Femoropopliteal artery disease is routinely treated using drug-coated balloons (DCB). However, patency loss happens in ≥10% of patients within a year of therapy, and the underlying processes are poorly understood. The study’s goal was to investigate the causes of DCB failure in femoropopliteal illness.
Data from two predetermined imaging cohorts of the IN.PACT Global Clinical Study and two randomized clinical studies (IN.PACT SFA and MDT-2113 SFA Japan) were also included. An independent angiographic core laboratory reviewed important procedural aspects. The main outcome was DCB failure (patency loss during follow-up). Binary restenosis and clinically motivated target lesion revascularization were additional goals. The clinical, anatomical, and procedural determinants of DCB failure were assessed using multivariable analysis.

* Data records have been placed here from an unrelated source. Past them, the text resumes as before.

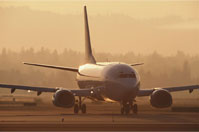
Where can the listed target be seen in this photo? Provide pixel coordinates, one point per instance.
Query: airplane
(111, 82)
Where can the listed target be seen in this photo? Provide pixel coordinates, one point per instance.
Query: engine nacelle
(161, 98)
(63, 98)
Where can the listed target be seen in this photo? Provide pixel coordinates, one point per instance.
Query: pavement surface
(99, 117)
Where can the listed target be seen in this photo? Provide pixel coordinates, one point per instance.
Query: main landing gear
(79, 106)
(128, 106)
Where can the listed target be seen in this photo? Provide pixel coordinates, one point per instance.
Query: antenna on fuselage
(89, 58)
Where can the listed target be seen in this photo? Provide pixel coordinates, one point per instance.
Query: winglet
(89, 58)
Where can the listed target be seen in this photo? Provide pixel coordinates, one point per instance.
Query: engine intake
(161, 98)
(64, 98)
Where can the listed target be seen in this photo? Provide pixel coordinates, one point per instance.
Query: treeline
(157, 71)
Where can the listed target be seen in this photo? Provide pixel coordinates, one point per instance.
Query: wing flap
(147, 92)
(39, 90)
(51, 66)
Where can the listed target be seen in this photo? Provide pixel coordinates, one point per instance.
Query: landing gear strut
(79, 106)
(127, 106)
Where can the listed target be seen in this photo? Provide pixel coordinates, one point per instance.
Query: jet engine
(63, 98)
(161, 98)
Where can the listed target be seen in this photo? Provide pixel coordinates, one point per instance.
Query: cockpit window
(124, 75)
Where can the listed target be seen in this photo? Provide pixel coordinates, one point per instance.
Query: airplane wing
(136, 64)
(39, 90)
(55, 67)
(147, 92)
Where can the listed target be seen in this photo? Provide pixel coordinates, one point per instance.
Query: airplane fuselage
(118, 82)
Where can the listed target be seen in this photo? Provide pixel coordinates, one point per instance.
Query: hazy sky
(143, 25)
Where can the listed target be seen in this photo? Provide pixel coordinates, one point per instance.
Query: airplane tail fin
(89, 58)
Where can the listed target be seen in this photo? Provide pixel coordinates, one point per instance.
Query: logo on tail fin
(89, 58)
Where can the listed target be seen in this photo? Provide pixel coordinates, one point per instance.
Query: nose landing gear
(128, 106)
(79, 106)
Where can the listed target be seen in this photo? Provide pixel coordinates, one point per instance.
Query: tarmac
(99, 117)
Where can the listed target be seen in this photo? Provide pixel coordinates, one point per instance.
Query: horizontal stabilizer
(55, 67)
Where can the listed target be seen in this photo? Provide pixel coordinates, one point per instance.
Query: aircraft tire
(122, 110)
(127, 109)
(83, 108)
(135, 109)
(76, 109)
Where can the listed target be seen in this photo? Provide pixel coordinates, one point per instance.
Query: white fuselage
(118, 82)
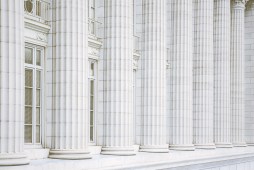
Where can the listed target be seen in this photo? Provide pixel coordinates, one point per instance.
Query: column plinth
(70, 125)
(118, 64)
(12, 83)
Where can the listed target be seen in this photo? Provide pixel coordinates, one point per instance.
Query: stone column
(222, 116)
(118, 118)
(237, 72)
(203, 74)
(12, 83)
(70, 77)
(181, 116)
(154, 77)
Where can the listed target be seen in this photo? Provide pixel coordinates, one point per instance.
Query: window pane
(38, 101)
(38, 115)
(28, 6)
(92, 69)
(28, 133)
(91, 118)
(28, 55)
(28, 96)
(38, 79)
(29, 78)
(91, 133)
(38, 134)
(91, 102)
(38, 8)
(28, 115)
(92, 87)
(38, 57)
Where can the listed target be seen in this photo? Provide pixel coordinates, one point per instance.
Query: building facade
(125, 77)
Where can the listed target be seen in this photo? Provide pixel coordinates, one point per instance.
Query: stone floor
(199, 159)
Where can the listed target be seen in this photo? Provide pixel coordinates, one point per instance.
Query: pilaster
(237, 73)
(203, 74)
(222, 114)
(118, 110)
(181, 113)
(12, 83)
(154, 77)
(70, 79)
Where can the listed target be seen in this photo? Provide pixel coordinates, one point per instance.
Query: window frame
(34, 67)
(95, 79)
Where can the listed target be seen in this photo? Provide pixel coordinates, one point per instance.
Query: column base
(182, 147)
(205, 146)
(69, 154)
(154, 148)
(13, 159)
(223, 145)
(119, 151)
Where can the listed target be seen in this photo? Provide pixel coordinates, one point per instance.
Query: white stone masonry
(118, 110)
(12, 83)
(181, 58)
(203, 74)
(237, 72)
(222, 115)
(154, 77)
(70, 69)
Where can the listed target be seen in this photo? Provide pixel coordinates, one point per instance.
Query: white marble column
(203, 74)
(222, 115)
(154, 77)
(70, 77)
(12, 83)
(181, 58)
(237, 73)
(118, 110)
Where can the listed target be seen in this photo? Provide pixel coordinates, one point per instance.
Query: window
(33, 94)
(91, 14)
(92, 99)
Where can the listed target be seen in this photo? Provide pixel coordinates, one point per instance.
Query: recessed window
(92, 99)
(33, 94)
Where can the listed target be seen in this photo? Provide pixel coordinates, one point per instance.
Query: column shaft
(70, 77)
(118, 125)
(203, 74)
(12, 83)
(237, 72)
(222, 116)
(181, 116)
(154, 77)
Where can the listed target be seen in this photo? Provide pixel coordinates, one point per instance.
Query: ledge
(199, 159)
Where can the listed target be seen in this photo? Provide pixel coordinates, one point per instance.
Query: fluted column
(118, 110)
(237, 72)
(70, 68)
(222, 116)
(181, 116)
(12, 83)
(154, 78)
(203, 74)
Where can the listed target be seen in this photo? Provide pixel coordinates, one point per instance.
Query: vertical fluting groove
(203, 74)
(119, 77)
(70, 132)
(154, 71)
(237, 73)
(181, 123)
(12, 83)
(222, 116)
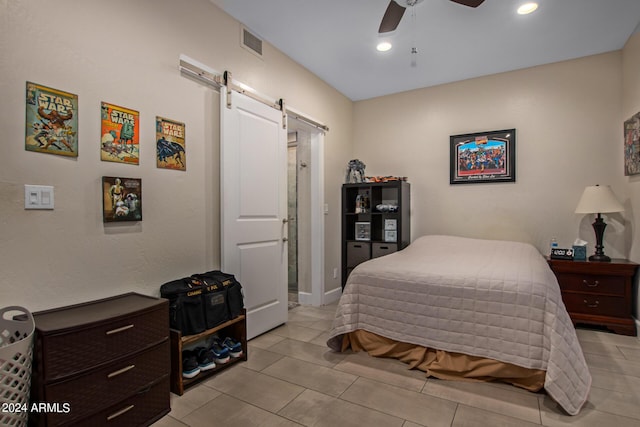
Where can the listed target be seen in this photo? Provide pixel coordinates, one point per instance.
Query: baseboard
(332, 295)
(305, 298)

A total of 557 patients with single lesions and 12-month core duplex ultrasonography with laboratory adjudication were included. The following key clinical traits were present: 87.6% of people have hypertension, 76.9% have hyperlipidemia, 40.5% have diabetes mellitus, 90.5% fall into Rutherford Classification Categories (RCC) 2 to 3, and 9.5% fall into RCC 4 to 5. The mean age was 68.8 years, out of which 67.5% of people were men. About 49.7% of lesions were completely occluded, with an average length and reference vessel diameter (RVD) of 16.37 cm and 4.66 mm, respectively. Only residual stenosis >30% was linked to patency loss in a multivariable analysis, whereas residual stenosis >30% and decreased pre-procedure RVD was linked to a higher chance of binary restenosis. The risk of clinically motivated target lesion revascularization increased over a year for RCC > 3 and residual stenosis > 30%.
Following DCB therapy, patency loss was affected by procedural and clinical parameters. In femoropopliteal artery disease, residual stenosis >30%, a smaller pre-procedure RVD, and a greater RCC may be thought of as predictors of a higher chance of DCB failure and its components.